The goal is to import the opening hours for all French post offices from the datanova.laposte.fr data source.
Only post offices without opening hours information will be modified, any existing information will be preserved. It's probably the right thing to do, even if manually entered information might be much older than the up-to-date data from laposte.fr themselves...
The data source provides a CSV file with all opening hours for the next 3 months (day by day) for all post offices in France. This means it has more than 1.6 million lines.
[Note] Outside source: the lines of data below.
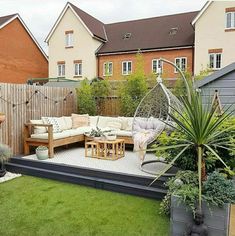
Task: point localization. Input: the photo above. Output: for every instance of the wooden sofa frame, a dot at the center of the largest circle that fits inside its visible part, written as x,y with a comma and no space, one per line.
52,143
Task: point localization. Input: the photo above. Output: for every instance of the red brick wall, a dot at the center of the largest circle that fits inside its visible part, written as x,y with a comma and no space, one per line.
20,58
168,70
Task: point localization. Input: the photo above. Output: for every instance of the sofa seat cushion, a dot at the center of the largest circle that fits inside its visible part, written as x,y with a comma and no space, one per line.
124,133
63,134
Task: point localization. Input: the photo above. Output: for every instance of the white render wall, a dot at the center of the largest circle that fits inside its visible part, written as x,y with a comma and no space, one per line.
210,34
84,48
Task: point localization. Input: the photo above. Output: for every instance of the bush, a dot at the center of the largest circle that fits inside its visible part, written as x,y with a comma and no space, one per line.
86,102
219,190
133,90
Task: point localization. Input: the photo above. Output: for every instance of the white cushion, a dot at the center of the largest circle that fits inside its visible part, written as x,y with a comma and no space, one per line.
61,122
123,133
93,120
38,129
126,122
68,122
53,121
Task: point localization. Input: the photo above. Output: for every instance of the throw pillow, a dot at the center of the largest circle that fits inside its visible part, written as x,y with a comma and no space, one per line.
54,122
80,120
38,129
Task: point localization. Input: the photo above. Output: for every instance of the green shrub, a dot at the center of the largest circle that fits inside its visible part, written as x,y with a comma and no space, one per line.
218,189
86,102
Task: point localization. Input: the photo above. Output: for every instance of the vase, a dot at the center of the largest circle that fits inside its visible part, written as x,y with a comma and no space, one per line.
42,154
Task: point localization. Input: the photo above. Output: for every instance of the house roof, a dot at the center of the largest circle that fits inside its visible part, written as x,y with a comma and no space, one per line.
5,20
93,26
152,33
200,13
216,75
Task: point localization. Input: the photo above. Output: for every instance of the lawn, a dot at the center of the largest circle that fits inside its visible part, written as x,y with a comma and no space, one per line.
39,207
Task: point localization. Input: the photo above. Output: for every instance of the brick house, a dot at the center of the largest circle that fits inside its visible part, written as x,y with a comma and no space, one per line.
21,57
80,46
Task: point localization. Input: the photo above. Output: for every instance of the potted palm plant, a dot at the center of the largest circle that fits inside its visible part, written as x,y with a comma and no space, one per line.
200,130
5,154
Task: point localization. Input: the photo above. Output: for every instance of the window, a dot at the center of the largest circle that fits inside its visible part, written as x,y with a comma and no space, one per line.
230,20
108,69
61,69
78,69
126,67
181,62
156,66
215,60
69,38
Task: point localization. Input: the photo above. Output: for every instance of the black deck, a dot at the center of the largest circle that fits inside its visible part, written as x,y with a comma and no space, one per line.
118,182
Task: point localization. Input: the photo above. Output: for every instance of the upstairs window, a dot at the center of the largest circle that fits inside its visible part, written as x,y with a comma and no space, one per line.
77,68
61,69
126,67
108,69
215,60
230,18
69,39
181,62
156,66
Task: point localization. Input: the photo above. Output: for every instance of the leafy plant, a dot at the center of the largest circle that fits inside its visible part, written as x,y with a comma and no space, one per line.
86,102
184,185
219,190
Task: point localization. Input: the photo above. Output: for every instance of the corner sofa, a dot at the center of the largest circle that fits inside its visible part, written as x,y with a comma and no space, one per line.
58,131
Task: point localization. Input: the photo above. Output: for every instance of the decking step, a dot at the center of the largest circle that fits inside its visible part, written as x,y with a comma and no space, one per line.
141,180
101,183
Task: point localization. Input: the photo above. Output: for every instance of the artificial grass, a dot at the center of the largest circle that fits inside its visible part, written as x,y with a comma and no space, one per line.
39,207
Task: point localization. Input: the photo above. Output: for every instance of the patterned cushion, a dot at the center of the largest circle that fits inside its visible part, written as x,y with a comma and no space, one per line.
53,121
80,120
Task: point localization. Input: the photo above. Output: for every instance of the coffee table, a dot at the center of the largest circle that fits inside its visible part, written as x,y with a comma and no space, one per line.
105,149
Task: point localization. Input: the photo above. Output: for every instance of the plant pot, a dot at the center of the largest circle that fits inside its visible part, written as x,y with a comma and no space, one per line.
42,154
216,219
2,170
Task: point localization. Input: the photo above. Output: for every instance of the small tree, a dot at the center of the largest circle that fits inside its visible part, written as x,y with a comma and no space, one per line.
86,102
100,90
132,91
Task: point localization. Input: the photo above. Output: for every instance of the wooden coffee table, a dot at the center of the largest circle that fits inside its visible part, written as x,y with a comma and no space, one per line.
105,149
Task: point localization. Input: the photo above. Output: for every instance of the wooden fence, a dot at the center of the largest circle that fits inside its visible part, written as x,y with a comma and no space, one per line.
22,103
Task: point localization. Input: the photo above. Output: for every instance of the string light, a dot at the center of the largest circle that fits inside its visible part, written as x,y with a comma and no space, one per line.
35,93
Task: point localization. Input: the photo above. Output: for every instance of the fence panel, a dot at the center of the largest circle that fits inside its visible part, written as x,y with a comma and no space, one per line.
22,103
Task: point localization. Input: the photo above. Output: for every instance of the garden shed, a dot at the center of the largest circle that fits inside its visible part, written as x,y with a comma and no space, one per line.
222,83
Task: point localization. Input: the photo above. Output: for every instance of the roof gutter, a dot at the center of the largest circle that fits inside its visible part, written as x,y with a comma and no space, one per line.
143,50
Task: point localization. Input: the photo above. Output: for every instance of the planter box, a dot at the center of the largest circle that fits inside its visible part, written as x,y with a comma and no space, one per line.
216,219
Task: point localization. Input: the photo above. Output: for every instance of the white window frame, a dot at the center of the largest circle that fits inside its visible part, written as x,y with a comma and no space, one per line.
69,39
106,70
79,69
126,72
232,20
159,66
214,61
180,66
61,70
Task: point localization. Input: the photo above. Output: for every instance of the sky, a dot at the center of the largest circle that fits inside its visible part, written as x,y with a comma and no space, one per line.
40,15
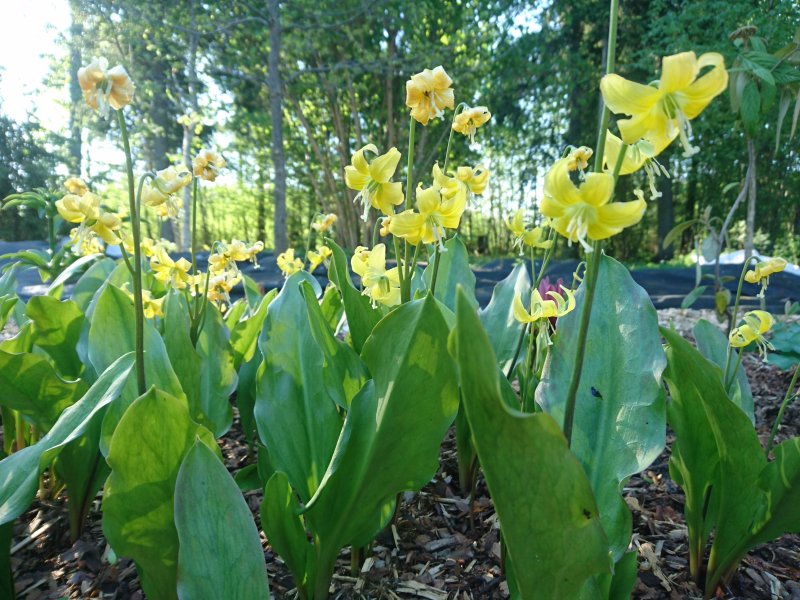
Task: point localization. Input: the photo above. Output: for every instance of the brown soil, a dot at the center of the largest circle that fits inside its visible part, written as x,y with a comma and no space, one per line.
438,548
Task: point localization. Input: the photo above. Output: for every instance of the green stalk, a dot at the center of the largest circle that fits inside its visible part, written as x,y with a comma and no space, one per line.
790,395
137,253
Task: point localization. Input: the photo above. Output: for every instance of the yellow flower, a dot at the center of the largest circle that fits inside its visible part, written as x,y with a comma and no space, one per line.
762,271
428,94
578,158
756,324
106,226
287,263
436,213
75,185
77,209
544,309
174,273
583,211
380,285
534,238
371,180
207,164
325,223
316,258
103,87
664,111
641,154
469,119
158,193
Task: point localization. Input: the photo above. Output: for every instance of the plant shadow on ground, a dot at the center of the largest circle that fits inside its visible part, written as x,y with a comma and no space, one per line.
435,548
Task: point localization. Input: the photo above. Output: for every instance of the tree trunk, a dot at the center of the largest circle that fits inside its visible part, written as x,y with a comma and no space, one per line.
276,113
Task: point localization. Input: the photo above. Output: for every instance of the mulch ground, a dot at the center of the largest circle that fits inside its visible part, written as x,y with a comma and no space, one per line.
439,547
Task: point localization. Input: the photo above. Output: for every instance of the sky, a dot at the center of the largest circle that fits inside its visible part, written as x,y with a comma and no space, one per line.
31,29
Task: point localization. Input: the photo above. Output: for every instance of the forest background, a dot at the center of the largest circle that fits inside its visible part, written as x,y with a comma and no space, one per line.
287,91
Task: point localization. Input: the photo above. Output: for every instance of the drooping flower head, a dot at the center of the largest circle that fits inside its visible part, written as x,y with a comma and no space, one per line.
371,180
207,164
381,285
435,214
756,324
469,120
533,238
103,87
663,110
583,211
428,94
158,193
761,272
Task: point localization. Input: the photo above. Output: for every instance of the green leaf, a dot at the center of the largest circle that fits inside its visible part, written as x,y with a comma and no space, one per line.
57,327
220,549
244,333
392,433
31,386
361,317
147,449
620,421
281,521
295,410
454,270
112,318
343,372
693,296
713,344
19,473
498,316
547,512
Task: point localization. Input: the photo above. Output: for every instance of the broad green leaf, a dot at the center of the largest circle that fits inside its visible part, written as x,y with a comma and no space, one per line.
620,421
220,549
295,410
244,334
361,317
57,326
713,344
393,430
454,271
498,316
19,472
112,318
147,449
30,385
548,515
286,533
343,372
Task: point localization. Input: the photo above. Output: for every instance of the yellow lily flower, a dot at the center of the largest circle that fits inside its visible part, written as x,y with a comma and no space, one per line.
428,93
316,258
381,285
371,180
662,112
436,213
534,238
761,272
756,324
325,223
581,212
543,309
288,264
103,87
470,119
166,270
207,164
76,185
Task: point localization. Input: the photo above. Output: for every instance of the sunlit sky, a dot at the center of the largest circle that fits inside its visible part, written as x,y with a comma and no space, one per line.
31,30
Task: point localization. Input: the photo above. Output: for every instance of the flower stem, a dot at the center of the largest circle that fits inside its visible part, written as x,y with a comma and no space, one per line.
790,395
137,256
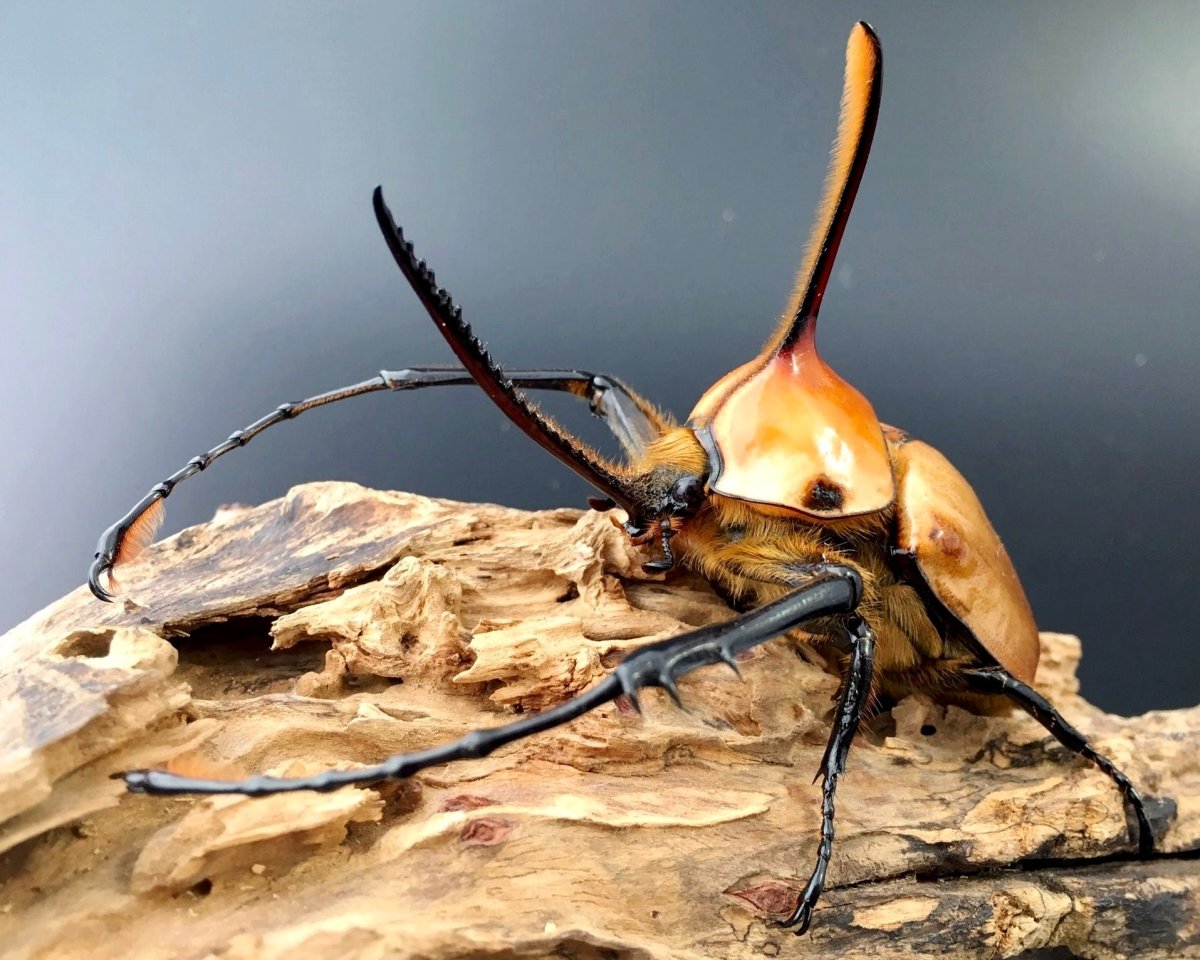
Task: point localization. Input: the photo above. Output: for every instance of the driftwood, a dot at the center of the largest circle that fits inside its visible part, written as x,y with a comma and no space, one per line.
339,624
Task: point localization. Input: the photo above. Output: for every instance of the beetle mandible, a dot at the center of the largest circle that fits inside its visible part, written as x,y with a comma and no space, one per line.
781,487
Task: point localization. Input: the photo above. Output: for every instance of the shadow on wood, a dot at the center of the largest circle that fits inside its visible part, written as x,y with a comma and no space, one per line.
339,624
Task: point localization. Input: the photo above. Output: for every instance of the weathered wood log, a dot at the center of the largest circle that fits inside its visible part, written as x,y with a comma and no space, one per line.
340,624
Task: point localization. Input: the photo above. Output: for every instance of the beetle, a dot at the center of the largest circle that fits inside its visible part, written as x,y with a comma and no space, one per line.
781,487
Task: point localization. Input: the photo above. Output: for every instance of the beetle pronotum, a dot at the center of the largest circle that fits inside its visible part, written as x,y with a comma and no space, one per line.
781,487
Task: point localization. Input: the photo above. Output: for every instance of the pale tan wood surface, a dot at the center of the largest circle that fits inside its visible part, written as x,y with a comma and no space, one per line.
340,624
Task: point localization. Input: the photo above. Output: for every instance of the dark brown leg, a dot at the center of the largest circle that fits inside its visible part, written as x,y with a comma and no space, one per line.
999,681
853,695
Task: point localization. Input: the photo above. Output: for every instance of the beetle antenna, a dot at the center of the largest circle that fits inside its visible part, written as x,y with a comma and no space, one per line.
856,130
604,475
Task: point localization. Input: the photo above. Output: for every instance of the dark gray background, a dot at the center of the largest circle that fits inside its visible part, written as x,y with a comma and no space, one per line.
186,240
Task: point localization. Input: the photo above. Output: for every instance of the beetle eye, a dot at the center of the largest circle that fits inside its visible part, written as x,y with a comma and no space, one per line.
688,493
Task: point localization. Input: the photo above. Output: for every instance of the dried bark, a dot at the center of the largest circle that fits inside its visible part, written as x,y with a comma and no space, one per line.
275,639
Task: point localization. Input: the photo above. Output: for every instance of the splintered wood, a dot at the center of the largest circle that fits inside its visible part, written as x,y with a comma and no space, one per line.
339,625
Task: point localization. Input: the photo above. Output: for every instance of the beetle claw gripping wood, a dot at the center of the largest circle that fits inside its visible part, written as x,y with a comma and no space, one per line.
783,489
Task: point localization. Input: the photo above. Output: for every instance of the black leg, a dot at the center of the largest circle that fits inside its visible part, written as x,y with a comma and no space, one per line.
999,681
853,695
831,589
631,419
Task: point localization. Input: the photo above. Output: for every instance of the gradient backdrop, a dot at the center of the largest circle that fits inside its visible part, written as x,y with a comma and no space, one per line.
186,240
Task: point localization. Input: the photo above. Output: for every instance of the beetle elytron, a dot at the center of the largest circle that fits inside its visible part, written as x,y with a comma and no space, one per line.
783,489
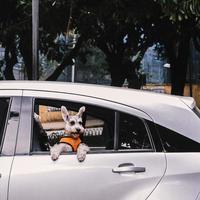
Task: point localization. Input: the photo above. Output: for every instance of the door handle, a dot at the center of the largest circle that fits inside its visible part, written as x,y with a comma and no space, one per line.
128,167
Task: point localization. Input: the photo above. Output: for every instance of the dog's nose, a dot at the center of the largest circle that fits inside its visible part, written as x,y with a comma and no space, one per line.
78,130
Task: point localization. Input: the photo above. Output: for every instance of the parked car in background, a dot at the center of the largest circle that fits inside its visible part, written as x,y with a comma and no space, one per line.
143,145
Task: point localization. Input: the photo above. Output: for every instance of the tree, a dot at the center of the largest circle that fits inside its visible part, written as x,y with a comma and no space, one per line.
122,29
181,25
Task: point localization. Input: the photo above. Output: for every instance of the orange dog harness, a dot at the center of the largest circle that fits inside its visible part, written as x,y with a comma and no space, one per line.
73,142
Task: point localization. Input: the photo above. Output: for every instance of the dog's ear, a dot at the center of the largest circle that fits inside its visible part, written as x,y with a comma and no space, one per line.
65,114
81,111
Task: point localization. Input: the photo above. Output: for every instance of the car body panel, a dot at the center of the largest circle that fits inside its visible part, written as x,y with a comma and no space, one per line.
9,141
182,178
5,167
33,175
92,179
157,106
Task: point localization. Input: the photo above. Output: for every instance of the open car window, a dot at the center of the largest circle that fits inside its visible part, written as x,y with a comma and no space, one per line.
98,123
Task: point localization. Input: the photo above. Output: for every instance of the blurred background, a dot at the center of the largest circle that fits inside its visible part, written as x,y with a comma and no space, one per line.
142,44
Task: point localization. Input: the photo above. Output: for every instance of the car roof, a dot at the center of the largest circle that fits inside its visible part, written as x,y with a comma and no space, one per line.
171,111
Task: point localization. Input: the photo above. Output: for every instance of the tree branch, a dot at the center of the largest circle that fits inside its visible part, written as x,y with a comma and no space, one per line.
67,60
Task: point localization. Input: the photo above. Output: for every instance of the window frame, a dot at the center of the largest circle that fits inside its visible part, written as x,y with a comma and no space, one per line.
10,132
5,123
26,150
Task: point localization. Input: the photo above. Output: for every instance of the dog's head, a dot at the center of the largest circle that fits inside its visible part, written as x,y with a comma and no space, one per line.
74,123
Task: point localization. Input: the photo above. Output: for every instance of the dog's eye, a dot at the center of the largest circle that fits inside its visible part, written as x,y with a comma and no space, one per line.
72,123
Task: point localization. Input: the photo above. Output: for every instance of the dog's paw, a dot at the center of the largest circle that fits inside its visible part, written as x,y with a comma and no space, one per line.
81,156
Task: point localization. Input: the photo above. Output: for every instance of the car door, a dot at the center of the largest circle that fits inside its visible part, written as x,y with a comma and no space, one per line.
116,172
9,119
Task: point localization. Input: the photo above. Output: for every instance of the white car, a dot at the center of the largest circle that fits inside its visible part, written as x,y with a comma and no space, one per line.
143,145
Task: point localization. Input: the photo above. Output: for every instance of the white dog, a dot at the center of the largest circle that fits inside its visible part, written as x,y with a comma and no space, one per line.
70,141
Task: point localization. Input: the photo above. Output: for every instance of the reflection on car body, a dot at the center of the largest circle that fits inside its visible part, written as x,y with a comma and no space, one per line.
142,145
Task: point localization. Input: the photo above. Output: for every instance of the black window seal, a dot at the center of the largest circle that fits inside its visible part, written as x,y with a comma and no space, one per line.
10,139
24,132
6,123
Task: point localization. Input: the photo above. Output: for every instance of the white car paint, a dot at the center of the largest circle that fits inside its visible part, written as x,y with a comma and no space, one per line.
41,178
5,168
182,178
167,176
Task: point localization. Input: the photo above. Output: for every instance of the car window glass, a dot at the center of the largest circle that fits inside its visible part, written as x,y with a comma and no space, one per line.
133,133
175,142
97,121
4,103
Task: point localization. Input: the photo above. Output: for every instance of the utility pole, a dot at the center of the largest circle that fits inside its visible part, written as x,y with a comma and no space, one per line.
35,39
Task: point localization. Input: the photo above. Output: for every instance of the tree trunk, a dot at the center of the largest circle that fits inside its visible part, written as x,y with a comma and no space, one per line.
67,60
179,67
25,47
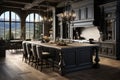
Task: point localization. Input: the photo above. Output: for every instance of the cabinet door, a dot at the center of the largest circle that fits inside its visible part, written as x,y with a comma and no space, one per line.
83,56
69,57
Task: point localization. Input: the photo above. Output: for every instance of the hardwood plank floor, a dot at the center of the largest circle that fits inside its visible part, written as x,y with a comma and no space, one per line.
12,68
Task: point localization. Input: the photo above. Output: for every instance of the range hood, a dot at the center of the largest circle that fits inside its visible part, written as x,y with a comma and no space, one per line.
83,23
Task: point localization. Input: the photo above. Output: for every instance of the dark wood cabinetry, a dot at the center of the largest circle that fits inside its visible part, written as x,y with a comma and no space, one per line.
108,43
2,48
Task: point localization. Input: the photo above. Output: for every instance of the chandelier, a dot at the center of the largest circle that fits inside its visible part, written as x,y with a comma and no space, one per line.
48,16
68,14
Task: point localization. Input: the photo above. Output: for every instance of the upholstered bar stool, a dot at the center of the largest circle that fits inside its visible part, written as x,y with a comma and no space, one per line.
34,53
43,56
29,52
25,55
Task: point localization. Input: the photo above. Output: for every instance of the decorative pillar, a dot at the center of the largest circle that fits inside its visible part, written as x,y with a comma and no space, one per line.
118,30
54,23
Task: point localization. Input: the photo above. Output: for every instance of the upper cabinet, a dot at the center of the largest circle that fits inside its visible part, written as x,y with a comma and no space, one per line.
84,13
109,20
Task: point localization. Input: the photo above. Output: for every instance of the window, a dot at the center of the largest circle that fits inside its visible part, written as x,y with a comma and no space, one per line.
10,25
33,26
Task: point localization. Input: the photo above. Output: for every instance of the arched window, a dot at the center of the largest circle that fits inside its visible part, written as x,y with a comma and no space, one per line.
33,26
10,25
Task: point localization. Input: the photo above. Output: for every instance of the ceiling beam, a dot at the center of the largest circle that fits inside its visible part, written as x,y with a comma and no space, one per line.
34,3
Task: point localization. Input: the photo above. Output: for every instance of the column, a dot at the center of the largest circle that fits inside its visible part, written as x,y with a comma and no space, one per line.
54,23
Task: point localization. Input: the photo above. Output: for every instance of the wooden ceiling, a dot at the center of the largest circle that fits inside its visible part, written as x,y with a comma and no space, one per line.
33,4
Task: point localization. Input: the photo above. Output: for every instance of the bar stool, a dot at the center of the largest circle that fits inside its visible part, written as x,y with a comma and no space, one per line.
25,55
29,52
43,57
34,53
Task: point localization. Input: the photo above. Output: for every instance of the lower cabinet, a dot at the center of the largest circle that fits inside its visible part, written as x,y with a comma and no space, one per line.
107,49
77,58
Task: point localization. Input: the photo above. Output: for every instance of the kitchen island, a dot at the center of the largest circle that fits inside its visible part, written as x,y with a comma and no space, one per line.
72,57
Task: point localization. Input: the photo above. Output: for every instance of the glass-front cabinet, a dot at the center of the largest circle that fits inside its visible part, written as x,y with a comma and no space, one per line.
108,35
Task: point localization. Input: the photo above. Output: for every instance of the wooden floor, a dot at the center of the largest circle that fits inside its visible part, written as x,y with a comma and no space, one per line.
12,68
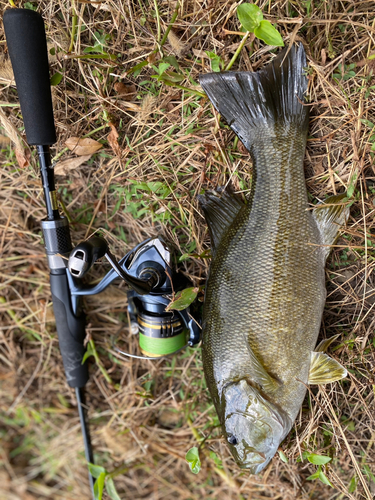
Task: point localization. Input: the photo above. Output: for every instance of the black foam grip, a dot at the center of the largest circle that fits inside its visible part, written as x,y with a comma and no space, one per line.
26,39
70,330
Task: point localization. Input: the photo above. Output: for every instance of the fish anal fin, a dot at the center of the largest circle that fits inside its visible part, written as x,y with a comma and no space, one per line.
330,216
261,376
324,370
220,208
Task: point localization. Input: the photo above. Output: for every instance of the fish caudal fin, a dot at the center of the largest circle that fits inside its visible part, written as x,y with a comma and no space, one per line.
324,370
274,95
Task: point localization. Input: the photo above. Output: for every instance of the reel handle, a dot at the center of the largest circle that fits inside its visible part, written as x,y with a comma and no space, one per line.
27,45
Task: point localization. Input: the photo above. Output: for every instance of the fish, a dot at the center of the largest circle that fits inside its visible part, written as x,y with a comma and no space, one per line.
265,292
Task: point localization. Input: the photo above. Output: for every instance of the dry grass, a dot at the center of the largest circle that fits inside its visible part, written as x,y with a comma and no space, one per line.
167,135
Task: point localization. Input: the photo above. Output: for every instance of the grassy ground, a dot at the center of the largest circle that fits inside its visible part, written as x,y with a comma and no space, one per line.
169,149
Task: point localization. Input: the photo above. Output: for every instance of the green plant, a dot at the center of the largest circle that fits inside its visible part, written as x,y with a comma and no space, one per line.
192,458
320,461
103,480
251,18
217,63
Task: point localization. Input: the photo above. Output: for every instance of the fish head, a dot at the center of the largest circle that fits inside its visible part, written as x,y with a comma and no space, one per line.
253,426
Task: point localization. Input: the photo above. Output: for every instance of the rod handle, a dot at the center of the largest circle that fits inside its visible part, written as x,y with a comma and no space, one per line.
27,46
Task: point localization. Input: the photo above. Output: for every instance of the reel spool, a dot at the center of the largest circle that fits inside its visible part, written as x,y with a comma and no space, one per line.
148,270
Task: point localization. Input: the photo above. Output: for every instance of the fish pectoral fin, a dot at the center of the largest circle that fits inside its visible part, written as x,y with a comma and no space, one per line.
261,376
330,216
324,344
220,208
324,370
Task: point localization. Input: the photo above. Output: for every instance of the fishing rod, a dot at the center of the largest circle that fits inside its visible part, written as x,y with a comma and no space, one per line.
148,269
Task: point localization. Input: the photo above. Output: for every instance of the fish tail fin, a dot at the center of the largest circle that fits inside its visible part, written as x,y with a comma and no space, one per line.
255,104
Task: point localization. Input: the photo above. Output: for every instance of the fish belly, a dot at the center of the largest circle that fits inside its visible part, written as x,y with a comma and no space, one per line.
266,286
Example (there are 90 lines about that same post office, one per day):
(the three "11:45" are max time for sending letters, parcels, etc. This might be useful in a future import but for now it's ignored)
What's great is that the first column is the ID of the post office which is already used in OSM to identify post offices, in the ref:FR:LaPoste=* attribute.
What's not great is that it contains hours for every single date, not rules like "every Saturday, from 09:15 to 12:00". See below.
ODbL Compliance verified: YES
The datanova data is ODbL licensed.
The concept is to run a set of scripts that create opening hours rules from the above, set them into the corresponding OSM objects, prepare changesets by chunks of 100 (geographically close together), and upload them.
- Only set the opening hours on post offices that don't have any
- ... or which still have the hours set by the script in the past
- See Talk:Import/FrenchPostOfficeOpeningHours for discussion about what to do about existing entries that don't agree with the datanova data. For now they are kept untouched.
See the README on github for the full details about the algorithms.
Given that the CSV file contains opening hours for every single day, a script is needed to identify patterns and reverse-engineer the rules from the data.
For instance, based on the 95 lines that are about the 15830A post office, the script outputs this one line:
15830A|AVIGNON REPUBLIQUE|Mo,We-Fr 08:30-12:30,13:30-18:00;Tu 08:30-12:30,14:00-18:00;Sa 09:15-12:00;PH off
Current status (statistics)
datanova: 17364 post offices: 17044 with resolved rules, 320 with unresolved rules.
OSM data: 12620 post offices with ref:FR:LaPoste
10031 opening hours set by this import. 1056 disagreements (skipped). 61 not in datanova (wrong ref?), 230 not ready (unresolved rules)
Log / Schedule
- 2020-10-30: Dfaure started this import idea -- with thanks to JL Zimmerman for the information about the data source.
- 2020-10-31: Dfaure wrote the initial script to parse opening hours and convert to OSM syntax.
- 2020-11-07: Dfaure created this wiki page and started the discussion on the talk-fr list.
- 2020-11-11: github repo created, JOSM upload procedure tested on a single modification
- 2020-11-12: Entries added to Contributors#France, Import/Catalogue. More discussions on talk-fr, more work on the scripts.
- 2020-11-13: davidfaure_bot OSM user created, and Automated edits/davidfaure bot.
- 2020-11-21: Implemented automated upload and update mechanism with local storage for future comparison.
- 2020-11-28: More tags in changesets (including an upstream contribution to osm-bulk-upload), imports for PH=off, then the rest of the imports. Notified talk-fr with a small report
- Add support for collection times (present in the CSV files)
- Heure_limite_dépôt_Courrier => collection_times
- Heure_limite_dépôt_Chrono => collection_times:chronopost (non standard, needs to be added to the documentation)
- Heure_limite_dépôt_Colis => collection_times:parcel (non standard, needs to be added to the documentation)
Data Import Workflow
See https://github.com/dfaure/DataNovaImportScripts for the details.
Each changeset will contain
- comment=Import des opening_hours sur les bureaux de poste n'en ayant pas
- source=datanova.laposte.fr, 2020-11-21 (day of import)
- created_by=DataNovaImportScripts 1.0.0
Every changeset groups updates for a number of geographically-colocated post offices that need an update. Until October 2021, the script was grouping all changes in a 50000 km² area. Feedback from other contributors resulted in changing this to 5000 km² (the area calculation is very approximate).
Since the data source is automatically updated every day, and covers the next 3 months, the ultimate goal would be a fully automated import every week (to detect changes in opening_hours, and new post offices).
For now, however, I am running the update manually about once a month.